Forum Moderators: open

Message Too Old, No Replies

Hitwise Spider

How do you block

         

RichTC

4:57 pm on Oct 20, 2006 (gmt 0)

WebmasterWorld Senior Member 10+ Year Member



Hi all,

Anyone know how hitwise collects data from your site regarding search activity to your pages?

I would like to block its spider from providing it with data from a number of sites but dont know what its called or how i can identify it from site stats

Anyone know or managed to block it only im fed up now of it giving market data to competitors for them to copy - time to squash it i think.

Thanks in advance

wilderness

7:07 pm on Oct 20, 2006 (gmt 0)

WebmasterWorld Senior Member 10+ Year Member Top Contributors Of The Month



Haven't a clue.

One of their informational pages

http ://researchstore.hitwise.com/

Go to lower left corner of page and enter a domain.
Then view your logs and see what that came in as.

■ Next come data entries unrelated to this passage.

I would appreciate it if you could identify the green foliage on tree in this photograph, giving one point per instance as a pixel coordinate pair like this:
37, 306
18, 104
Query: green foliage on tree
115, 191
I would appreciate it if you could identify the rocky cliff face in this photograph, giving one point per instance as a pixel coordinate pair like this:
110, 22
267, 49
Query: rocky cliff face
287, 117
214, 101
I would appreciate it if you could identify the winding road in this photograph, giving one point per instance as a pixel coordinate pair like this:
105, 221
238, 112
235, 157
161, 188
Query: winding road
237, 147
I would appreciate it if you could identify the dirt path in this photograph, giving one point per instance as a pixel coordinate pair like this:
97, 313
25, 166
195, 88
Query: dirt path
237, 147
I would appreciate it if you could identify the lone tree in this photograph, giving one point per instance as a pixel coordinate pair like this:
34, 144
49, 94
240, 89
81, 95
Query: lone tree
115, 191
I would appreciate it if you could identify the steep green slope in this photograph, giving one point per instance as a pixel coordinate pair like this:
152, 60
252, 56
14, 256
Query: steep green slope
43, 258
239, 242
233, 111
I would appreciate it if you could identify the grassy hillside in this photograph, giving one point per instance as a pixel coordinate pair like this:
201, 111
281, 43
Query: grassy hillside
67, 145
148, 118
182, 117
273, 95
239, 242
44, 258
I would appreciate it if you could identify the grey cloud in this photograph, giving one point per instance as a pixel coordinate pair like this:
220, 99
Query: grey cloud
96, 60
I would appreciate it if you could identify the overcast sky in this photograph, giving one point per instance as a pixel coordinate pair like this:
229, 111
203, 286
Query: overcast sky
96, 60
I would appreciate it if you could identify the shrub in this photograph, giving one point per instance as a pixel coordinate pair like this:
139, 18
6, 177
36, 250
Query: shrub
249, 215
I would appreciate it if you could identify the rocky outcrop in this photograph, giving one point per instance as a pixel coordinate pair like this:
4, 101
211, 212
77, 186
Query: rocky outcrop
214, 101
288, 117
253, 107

One of mine returned an "error ocurred". I may only assume this is the result of a 403.

You should also keep in mind that their company is worldwide, thus crawlers could feasibly come from anywhere.
If you do a DNS on their domain name you'll see some indifference.

wilderness

8:03 pm on Oct 20, 2006 (gmt 0)

WebmasterWorld Senior Member 10+ Year Member Top Contributors Of The Month



I did not check my logs immediately upon the inquiry and as a result I'm not positive if this is the same or not, however it's the only 403 I have in close proximity.

It hit the main page and two sub-folders, no robots.txt, no images.

209.85.54.*** - - [20/Oct/2006:11:41:19 -0700] "GET / HTTP/1.1" 403 - "-" "Mozilla/4.0 (compatible; MSIE 5.01; Windows NT 5.0)"

Please note; this Class C range of this provider has a history of being a pest.

Mokita

9:49 pm on Oct 20, 2006 (gmt 0)

10+ Year Member



I tried and got the same error as wilderness.

But I checked my logs immediately and there were no attempts to access the site, blocked or not at that time. I opened the Latest Visitors page, then refreshed it immediately after trying to get a report. To make sure I wasn't missing anything, I also checked the raw logs.

So it seems they are getting their info some other way, at other times.

bhartzer

9:57 pm on Oct 20, 2006 (gmt 0)

WebmasterWorld Senior Member 10+ Year Member



block its spider

I don't think they have a spider--they get their data another way, by having agreements with ISPs and they watch it all at the router level, not through a spider.

What data do you think they could get by sending a spider your crawl your site anyway? Surely they couldn't get traffic data by sending a spider to your site, no?

bateman_ap

9:57 pm on Oct 20, 2006 (gmt 0)

WebmasterWorld Senior Member 10+ Year Member



As far as i know with my dealings with them over the year they actually install boxes at major ISP's between the ISP and you that log activity so there is actually no way for you to stop this.

bateman_ap

9:58 pm on Oct 20, 2006 (gmt 0)

WebmasterWorld Senior Member 10+ Year Member



Posted at the same time!

RichTC

11:16 pm on Oct 20, 2006 (gmt 0)

WebmasterWorld Senior Member 10+ Year Member



So in effect then this "spyware" i will call it (because thats what it is) can establish what my best performing keywords are to my site and give that data information over to any competitor that wants to pay for it and i cant do a blinding thing about it?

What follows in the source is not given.